If you’ve taken a look at Dave’s ESL Café or another TEFL job board you know there are a lot of postings. Many of these job posting don’t exactly look professional either. Most of them look more like a message board titles than anything else. Many of the postings are made by recruiters and not directly by schools. The recruiters are trying to get as much attention as possible, which includes strangely stylizing their jobs postings. They get paid more by placing more people so they aim for quantity rather than quality like a direct hire would prefer. This is why they post many positions in one ad and make it as flashy as possible. However, as I mentioned in a previous post it is worth looking into these postings. Recruiters have access to more jobs and know more people than you or I. networking is important even in TEFL.
However, not all posted positions are worthy of your time. You need to know what to look for in a job so you don’t get screwed. I’ll try to give guidance to help you on your way. I’ll start with more general advice. I have direct experience with Korea and China so I’ll give more direct advice for those respective countries.
When looking at posting the information you should look for first is: who is hiring, the hours, the pay, and benefits. You need to know what kind of organization is hiring. Are they a kindergarten, academy, public school, or University? Each organization will have different students, goals, and work culture. It will also make cutting through all the postings easier. Don’t look at offers from academies if you hate working evenings. Not qualified for teaching university? Don’t look at university jobs then.
Hours, pay, and benefits re all roll together as part of the total compensation package. Hours are the most important part of any teaching position, in my opinion anyway. The average teaching job will have 20-25 hours of contact hours. A job that advertises 30+ hours of teaching should obviously pay more. The opposite is true too. Most jobs will pay for your flight either before or after contract. Finally, most jobs will pay for or give you housing. Some countries don’t however. The less perks you get the higher your base pay should be.
Lastly you should look for anything that would increase your work hours outside your teaching hours. This can include office hours, meetings, running clubs, testing and entrance exams, promotional events and more. Schools are very good at finding extra things for teachers to do outside the classroom. Figure out your effective hourly pay before deciding if a job is good or not.
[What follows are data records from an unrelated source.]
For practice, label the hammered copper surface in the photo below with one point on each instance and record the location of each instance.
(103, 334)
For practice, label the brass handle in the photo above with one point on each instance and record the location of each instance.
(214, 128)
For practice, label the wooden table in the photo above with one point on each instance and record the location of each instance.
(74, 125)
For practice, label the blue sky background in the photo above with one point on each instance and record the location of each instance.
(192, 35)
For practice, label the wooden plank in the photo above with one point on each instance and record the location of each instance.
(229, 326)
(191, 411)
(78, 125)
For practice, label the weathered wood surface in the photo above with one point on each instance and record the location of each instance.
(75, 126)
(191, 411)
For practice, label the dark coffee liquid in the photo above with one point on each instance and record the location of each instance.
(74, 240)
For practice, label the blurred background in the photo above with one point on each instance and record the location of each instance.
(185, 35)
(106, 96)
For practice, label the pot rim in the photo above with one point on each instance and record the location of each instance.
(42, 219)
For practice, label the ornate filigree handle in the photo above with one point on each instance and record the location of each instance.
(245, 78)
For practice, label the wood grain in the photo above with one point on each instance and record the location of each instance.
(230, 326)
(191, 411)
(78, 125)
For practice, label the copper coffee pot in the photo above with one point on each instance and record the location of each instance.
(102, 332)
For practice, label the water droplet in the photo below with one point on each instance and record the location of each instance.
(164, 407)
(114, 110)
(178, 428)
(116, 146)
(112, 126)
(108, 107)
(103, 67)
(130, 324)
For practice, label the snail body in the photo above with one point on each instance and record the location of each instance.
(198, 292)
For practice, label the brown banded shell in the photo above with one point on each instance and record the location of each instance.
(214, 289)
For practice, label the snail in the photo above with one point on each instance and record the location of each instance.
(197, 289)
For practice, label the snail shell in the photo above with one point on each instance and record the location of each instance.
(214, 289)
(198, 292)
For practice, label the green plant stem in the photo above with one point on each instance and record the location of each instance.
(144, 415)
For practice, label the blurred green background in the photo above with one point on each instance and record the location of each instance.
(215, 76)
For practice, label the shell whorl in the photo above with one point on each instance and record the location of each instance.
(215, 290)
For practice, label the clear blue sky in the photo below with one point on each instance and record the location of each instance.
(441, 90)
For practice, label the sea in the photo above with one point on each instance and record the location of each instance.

Hourly compensation paints a much more honest picture of the job than just the monthly salary schools generally tell you.
I’ll use my current job, at the time of writing, as an example. I make 12,000 RMB/month (about $1700). I teach 10.5 hours a week. I help English clubs for about 1-2 hours a week on average. I have no office hours but I lesson plan and generally help students for 2-3 hours a week. In total I work about 47 hours. In a whole month. 255 RMB/hour or about $37/hour, turns out I’m paid well despite on paper not making a whole lot. I’m also not including flight payments or housing assistance. I made about $300 gross more in Korea but only worked out to $12/hour. It was not a fun time.
However, having a baseline pay to work off of is helpful to perusing jobs so I’ll give specifics for Korea and China. In Korea you should get paid a minimum of 2.1 million won/month and have your apartment and flight paid for. Anything less than this means you’re getting screwed. China has a lot more variance. Fair university pay will range from about 9,000 to 12,000 RMB a month with 1 flight paid for and your housing covered. Private academies will cover your flights and housing. The pay will very a lot. If you are brand new I recommend aiming for 15,000 to 18,000 RMB for academy work. With experience and a TEFL certificate (especially a CELTA) you should be able to snag 20,000 RMB+. However, you will work a lot to make that money just like any private academy.